IBGE: 28% das áreas urbanizadas do país estão em São Paulo, Rio e BH

Nielmar de Oliveira - Repórter da Agência Brasil

São Paulo responde por 2.012,2 km² de áreas urbanizadas, superando Rio de Janeiro e Belo HorizonteAgência Brasil

O Instituto Brasileiro de Geografia e Estatística (IBGE) divulgou hoje (27) a publicação Áreas Urbanizadas do Brasil 2015, um novo estudo que apresenta o estágio atual da urbanização brasileira com os primeiros resultados referentes às áreas urbanizadas das Concentrações Urbanas do Brasil com população acima de 300 mil habitantes, além dos municípios de Palmas (TO) e Boa Vista (RR).

O levantamento, em sua segunda edição, vem alinhado às necessidades dos Objetivos do Desenvolvimento Sustentável (ODS), das Nações Unidas, objetivando fornecer um panorama das áreas urbanizadas do país a partir de uma base consolidada.

Entre outras constatações, a publicação mostra, por exemplo, que dos 15.167,4 quilômetros quadrados de área mapeada pelo IBGE, 28% se encontram em três "concentrações urbanas": São Paulo, que responde por 2.012,2 km²; Rio de Janeiro (1.505,6 km²); e Belo Horizonte (756,6 km²).

O estudo, uma atualização do projeto original de 2005, traz mudanças de metodologia por conta da evolução das imagens de satélite e, segundo o IBGE, apresenta delimitações das áreas urbanizadas das 63 concentrações urbanas brasileiras com população acima de 300 mil habitantes, além de Palmas e Boa Vista.

Segundo o levantamento, dos 15.167,4 km² da área mapeada pela pesquisa, 13% estão localizadas na Concentração Urbana de São Paulo, seguida de Rio de Janeiro (10%) e Belo Horizonte (5%).
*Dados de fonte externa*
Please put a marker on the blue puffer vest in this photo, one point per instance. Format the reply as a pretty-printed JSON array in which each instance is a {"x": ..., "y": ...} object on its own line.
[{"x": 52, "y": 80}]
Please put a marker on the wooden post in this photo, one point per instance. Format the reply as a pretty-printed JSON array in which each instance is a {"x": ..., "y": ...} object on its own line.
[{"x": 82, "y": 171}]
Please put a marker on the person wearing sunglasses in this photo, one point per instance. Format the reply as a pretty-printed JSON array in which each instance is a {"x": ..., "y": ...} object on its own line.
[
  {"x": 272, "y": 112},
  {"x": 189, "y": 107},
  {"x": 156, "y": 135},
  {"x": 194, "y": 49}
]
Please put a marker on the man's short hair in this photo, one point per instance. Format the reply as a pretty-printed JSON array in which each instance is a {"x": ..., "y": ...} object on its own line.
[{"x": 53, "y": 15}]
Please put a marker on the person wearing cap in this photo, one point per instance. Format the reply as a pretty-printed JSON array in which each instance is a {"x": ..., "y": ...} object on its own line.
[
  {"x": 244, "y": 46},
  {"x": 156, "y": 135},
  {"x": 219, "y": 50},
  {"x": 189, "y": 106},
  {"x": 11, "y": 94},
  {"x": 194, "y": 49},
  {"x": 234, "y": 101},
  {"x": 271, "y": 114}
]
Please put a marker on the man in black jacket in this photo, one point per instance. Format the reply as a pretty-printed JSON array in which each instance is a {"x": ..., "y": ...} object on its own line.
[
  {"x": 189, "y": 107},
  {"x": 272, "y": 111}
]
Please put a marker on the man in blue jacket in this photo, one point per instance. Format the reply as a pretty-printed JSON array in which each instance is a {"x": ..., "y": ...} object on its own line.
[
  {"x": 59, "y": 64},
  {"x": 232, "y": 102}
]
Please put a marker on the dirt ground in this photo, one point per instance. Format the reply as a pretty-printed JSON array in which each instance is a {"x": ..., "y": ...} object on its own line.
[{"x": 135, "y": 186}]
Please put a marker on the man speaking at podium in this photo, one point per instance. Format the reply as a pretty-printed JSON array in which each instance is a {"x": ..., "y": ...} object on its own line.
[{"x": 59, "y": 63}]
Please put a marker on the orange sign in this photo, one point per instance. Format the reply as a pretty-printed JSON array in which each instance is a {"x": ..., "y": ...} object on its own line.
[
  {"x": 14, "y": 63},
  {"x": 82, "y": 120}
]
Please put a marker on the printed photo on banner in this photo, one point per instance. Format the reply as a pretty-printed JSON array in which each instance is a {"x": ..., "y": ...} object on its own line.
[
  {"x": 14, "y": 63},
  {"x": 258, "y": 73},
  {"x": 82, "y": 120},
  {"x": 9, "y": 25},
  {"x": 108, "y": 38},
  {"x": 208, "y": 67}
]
Das 15 maiores Concentrações Urbanas, de acordo com suas áreas urbanizadas, apenas duas não são capitais: Campinas (SP), com a oitava maior área urbanizada, e São José dos Campos (SP), na 12ª colocação.
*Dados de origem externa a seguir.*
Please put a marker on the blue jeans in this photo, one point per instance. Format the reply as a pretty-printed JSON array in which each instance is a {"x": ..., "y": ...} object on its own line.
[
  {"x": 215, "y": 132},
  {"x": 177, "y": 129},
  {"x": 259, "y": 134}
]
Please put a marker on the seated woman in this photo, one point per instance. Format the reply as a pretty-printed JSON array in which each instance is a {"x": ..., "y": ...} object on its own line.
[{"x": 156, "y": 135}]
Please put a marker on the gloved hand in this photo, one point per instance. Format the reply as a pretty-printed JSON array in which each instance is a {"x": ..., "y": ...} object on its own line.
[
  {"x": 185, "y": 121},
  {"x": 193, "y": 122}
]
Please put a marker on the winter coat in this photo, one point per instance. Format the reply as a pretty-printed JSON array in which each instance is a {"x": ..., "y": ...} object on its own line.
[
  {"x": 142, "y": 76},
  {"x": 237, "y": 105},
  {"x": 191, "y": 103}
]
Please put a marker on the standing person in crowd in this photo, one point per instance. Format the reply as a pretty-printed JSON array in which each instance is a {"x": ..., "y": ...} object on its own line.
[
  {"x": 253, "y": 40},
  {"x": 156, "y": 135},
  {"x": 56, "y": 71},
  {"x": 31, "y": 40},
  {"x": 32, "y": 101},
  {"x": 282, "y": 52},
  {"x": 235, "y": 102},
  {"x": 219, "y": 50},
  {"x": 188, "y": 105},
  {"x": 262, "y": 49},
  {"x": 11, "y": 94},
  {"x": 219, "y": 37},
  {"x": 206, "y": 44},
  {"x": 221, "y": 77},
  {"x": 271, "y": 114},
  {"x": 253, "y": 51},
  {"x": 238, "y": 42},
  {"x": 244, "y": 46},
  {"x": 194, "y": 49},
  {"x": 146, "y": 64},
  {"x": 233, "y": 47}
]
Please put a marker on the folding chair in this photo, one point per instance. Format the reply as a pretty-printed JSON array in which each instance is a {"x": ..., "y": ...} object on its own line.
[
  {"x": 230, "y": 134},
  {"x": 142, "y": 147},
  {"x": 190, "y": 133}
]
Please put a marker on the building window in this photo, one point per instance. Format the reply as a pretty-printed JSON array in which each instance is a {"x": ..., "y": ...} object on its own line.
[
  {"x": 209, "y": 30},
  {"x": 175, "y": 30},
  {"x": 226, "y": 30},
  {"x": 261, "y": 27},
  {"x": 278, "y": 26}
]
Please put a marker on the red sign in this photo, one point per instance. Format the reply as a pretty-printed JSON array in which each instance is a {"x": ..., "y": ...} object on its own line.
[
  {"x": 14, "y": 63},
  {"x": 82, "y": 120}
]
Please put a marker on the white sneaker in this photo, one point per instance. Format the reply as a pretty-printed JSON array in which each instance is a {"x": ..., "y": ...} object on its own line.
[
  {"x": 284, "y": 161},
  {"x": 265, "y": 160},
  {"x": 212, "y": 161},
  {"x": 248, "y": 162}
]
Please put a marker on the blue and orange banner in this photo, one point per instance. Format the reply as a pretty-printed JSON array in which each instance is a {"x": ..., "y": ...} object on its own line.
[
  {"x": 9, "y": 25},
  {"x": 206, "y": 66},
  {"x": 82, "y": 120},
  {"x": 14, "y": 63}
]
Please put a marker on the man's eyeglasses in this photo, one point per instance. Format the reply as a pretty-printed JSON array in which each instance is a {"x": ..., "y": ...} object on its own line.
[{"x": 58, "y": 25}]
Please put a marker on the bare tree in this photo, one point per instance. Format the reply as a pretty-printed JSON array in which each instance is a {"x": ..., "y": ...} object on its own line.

Pedro Henrique Braga, coordenador do projeto, destaca que duas cidades com as mesmas características ambientais e populações equivalentes podem crescer de formas completamente diferentes.
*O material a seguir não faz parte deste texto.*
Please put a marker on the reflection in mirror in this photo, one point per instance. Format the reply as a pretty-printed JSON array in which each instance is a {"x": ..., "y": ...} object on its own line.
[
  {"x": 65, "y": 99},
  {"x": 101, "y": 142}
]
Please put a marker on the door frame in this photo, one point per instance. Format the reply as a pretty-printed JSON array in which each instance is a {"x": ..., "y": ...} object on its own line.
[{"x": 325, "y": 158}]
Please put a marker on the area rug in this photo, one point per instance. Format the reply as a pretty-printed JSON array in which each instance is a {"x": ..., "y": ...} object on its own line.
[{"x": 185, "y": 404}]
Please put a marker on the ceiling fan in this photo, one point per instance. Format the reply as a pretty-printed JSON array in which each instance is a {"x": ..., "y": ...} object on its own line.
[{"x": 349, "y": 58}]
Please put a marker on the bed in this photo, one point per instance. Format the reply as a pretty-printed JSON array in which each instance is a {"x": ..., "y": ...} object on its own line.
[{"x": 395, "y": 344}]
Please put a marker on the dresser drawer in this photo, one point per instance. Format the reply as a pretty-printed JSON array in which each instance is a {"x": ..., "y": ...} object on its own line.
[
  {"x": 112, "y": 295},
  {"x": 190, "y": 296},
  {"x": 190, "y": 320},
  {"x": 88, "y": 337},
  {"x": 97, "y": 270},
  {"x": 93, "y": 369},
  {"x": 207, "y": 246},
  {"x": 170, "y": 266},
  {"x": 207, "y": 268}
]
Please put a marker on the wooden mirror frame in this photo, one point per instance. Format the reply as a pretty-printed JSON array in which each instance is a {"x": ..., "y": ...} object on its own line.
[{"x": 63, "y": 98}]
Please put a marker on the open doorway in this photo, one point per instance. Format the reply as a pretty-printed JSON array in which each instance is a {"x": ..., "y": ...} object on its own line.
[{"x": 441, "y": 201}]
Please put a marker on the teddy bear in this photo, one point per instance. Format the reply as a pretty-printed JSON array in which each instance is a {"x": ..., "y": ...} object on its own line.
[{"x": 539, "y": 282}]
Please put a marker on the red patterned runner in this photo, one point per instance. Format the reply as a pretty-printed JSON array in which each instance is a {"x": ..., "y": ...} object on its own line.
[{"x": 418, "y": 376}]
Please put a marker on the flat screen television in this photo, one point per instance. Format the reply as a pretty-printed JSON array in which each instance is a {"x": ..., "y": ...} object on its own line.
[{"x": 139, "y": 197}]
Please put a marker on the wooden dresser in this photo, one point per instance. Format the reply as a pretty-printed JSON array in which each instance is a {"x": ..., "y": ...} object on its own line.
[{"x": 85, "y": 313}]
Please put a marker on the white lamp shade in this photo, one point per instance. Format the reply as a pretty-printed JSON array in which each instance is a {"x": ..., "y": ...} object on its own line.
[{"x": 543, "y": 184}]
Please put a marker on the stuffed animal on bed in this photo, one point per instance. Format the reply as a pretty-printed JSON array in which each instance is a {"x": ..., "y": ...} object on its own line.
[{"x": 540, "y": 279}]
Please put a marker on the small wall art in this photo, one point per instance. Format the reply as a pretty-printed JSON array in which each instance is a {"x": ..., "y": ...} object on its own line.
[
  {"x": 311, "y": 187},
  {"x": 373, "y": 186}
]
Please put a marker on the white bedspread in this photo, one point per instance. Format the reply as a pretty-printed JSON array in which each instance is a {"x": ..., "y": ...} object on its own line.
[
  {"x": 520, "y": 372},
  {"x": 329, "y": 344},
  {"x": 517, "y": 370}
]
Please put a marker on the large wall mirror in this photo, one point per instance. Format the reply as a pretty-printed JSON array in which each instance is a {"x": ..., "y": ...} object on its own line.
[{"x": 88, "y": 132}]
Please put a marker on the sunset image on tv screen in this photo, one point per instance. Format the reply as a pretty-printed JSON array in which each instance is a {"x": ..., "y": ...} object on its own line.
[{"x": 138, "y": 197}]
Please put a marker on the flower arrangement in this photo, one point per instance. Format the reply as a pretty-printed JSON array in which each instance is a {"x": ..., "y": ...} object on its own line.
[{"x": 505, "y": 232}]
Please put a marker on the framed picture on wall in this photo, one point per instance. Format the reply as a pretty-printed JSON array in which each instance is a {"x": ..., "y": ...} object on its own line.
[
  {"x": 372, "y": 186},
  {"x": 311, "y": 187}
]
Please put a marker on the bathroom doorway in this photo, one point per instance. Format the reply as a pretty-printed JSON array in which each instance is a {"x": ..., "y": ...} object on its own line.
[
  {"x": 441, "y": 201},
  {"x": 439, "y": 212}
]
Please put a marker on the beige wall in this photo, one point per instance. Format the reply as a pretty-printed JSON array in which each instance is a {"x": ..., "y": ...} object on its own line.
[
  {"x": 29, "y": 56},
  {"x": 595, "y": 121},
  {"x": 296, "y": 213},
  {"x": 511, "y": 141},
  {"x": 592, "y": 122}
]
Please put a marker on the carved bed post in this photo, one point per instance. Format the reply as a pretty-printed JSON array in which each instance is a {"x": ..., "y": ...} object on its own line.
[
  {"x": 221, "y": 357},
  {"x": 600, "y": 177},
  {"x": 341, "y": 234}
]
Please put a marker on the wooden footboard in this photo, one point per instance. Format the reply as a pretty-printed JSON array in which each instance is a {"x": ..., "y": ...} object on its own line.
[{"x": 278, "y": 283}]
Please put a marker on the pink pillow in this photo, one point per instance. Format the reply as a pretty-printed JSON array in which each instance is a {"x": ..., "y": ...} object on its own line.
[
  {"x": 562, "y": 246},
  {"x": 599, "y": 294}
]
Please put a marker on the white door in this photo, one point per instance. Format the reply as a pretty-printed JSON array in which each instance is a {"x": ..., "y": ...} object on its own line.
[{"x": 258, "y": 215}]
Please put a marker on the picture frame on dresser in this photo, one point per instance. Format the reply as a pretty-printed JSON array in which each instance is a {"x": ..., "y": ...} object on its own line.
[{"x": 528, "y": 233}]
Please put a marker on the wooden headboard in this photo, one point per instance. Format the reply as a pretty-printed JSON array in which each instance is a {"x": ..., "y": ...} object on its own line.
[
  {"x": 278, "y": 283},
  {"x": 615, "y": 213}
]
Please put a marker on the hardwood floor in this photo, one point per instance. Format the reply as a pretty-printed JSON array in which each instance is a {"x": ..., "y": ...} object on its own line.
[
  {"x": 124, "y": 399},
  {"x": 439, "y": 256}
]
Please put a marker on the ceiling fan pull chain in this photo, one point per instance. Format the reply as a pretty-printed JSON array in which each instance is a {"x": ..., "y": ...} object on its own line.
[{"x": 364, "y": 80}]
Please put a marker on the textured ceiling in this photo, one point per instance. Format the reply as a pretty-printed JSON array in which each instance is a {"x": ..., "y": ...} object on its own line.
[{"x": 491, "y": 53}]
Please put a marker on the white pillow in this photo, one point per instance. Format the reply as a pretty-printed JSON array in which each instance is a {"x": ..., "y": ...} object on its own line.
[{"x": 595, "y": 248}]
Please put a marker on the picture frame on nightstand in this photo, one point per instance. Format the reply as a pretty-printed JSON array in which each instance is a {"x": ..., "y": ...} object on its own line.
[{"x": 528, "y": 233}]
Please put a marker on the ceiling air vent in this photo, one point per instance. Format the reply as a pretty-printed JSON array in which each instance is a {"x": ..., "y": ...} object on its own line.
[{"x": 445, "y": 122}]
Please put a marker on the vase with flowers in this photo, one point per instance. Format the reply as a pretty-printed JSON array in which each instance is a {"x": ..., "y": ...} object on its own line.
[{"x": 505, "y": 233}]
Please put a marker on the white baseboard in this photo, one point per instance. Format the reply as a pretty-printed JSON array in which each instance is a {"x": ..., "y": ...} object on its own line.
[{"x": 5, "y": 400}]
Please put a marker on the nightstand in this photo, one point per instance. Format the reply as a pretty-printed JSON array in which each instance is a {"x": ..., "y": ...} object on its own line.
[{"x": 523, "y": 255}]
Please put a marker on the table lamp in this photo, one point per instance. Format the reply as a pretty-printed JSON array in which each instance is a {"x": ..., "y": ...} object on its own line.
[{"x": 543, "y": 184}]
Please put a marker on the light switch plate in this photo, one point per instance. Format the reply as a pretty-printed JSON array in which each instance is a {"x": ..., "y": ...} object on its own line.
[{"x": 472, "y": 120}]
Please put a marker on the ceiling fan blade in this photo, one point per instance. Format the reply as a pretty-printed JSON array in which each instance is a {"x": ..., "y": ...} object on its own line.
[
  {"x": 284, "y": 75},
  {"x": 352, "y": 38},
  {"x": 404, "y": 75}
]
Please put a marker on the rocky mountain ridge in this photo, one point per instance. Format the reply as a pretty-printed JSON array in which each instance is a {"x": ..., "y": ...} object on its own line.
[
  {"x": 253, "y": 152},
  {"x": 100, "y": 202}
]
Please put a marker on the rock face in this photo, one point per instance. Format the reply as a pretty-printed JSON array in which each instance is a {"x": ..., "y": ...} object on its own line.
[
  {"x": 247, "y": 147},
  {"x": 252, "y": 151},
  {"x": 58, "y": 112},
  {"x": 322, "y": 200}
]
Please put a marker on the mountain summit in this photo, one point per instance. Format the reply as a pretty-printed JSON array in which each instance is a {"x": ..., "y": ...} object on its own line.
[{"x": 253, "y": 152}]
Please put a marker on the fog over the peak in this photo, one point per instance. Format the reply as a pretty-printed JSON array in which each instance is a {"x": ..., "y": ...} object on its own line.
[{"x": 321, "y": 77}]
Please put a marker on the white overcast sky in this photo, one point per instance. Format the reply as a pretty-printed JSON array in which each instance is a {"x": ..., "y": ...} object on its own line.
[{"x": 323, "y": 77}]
Segundo ele, na publicação online, o IBGE traça um panorama do processo de urbanização do país, que pode ser usado para mensurar a sustentabilidade das cidades. "Verificamos que a dinâmica populacional de cada cidade influencia seu crescimento de forma mais profunda do que o relevo", disse ele.

A finalidade do estudo, segundo o coordenador "é o de acompanhar as tendências de crescimento das cidades, como e para onde cada uma se expande". Ele ressalta, ainda, que "no futuro, desenvolveremos [o IBGE] uma metodologia que permita que os dados geográficos dialoguem com as informações demográficas obtidas nas pesquisas domiciliares, como o Censo. Essa correlação irá nos ajudar a compreender melhor a dinâmica populacional urbana".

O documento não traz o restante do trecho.